70km=70 000m=70 000 000mm
1h=60min=3600s
Donc 70km/h=70 000 000mm/3600s≈19444.44mm/s
Sachant qu’il y a environ 3240.7 fois 6mm dans 19444.44mm, en temps, l’écart correspond approximativement à un 3240e de seconde. Soit 0,308 millièmes de seconde.%% Dans quel sport départage-t-on en-dessous du millième de seconde ? Là, on en est même loin[1] !

Toujours est-il qu’avec 3 victoires dans ce Tour (12 sur le Tour depuis le début de sa carrière), Kittel s’affirme comme étant le patron du sprint. Il sera difficile d’aller lui prendre le maillot vert s’il s’en sort en montagne.

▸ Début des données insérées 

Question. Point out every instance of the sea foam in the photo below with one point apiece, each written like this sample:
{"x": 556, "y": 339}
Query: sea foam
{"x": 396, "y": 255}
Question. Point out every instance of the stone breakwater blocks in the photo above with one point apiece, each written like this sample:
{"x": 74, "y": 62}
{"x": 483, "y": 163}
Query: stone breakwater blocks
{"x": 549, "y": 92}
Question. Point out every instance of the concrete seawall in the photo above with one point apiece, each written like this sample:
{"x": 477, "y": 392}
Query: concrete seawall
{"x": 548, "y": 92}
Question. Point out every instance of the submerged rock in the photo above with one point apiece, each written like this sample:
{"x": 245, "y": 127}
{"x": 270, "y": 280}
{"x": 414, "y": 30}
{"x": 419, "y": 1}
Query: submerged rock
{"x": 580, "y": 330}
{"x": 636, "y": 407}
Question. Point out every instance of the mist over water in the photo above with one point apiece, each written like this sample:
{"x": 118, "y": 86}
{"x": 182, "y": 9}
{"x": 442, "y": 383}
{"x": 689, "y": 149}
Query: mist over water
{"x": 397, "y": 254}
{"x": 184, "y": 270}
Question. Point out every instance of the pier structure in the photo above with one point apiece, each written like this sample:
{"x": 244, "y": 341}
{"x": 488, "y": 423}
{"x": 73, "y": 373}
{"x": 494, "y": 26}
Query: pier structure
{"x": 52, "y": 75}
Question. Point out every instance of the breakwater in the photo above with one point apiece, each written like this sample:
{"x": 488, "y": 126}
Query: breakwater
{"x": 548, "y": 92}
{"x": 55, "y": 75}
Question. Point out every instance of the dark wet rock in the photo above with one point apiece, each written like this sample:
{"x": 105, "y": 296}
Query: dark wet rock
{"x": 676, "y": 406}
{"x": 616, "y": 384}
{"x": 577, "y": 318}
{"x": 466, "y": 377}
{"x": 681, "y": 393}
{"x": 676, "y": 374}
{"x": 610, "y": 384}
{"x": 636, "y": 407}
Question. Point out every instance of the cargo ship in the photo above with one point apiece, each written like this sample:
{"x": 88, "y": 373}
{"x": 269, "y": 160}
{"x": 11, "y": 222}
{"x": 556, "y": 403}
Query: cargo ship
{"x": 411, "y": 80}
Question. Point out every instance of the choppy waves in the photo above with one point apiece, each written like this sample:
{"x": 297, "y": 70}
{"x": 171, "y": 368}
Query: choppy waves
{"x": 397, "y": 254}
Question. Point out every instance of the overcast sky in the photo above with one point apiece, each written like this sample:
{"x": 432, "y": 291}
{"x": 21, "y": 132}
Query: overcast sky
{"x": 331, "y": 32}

Ceci dit, le Tour est encore long, on vient seulement d’en atteindre la fin du premier tiers.

Pour l’anecdote, Bouhanni était dans la roue de Kittel au meilleur moment… s’il avait eu les jambes pour le suivre. Il a terminé 8e bien loin de premiers, loin de Matthews 3e, Kristoff 4e, Degenkolb 5e… mais bien devant Démare seulement 11e et jamais dans le coup. On va passer 2 jours en montagne puis un lundi de repos, espérons que le champion de France retrouve des couleurs pour repasser au vert un peu plus tard.

Est-il nécessaire d’évoquer le classement général ? Il n’a pas évolué.

Les choses sérieuses pourraient débuter samedi et se poursuivre dimanche si tout se passe comme les organisateurs du Tour l’espèrent. Ils ont conçu le programme pour avoir de l’animation ce week-end, puissent les couleurs leur donner satisfaction. La sieste, c’est bien, mais une overdose de sieste peut vous tuer un homme !

Note

[1] Le même calcul en prenant pour base 65km/h nous donne un petit tiers de millième de seconde. Pour avoir un demi-millième de seconde, il faudrait qu’ils aient décéléré pour atteindre un peu plus de 43km/h.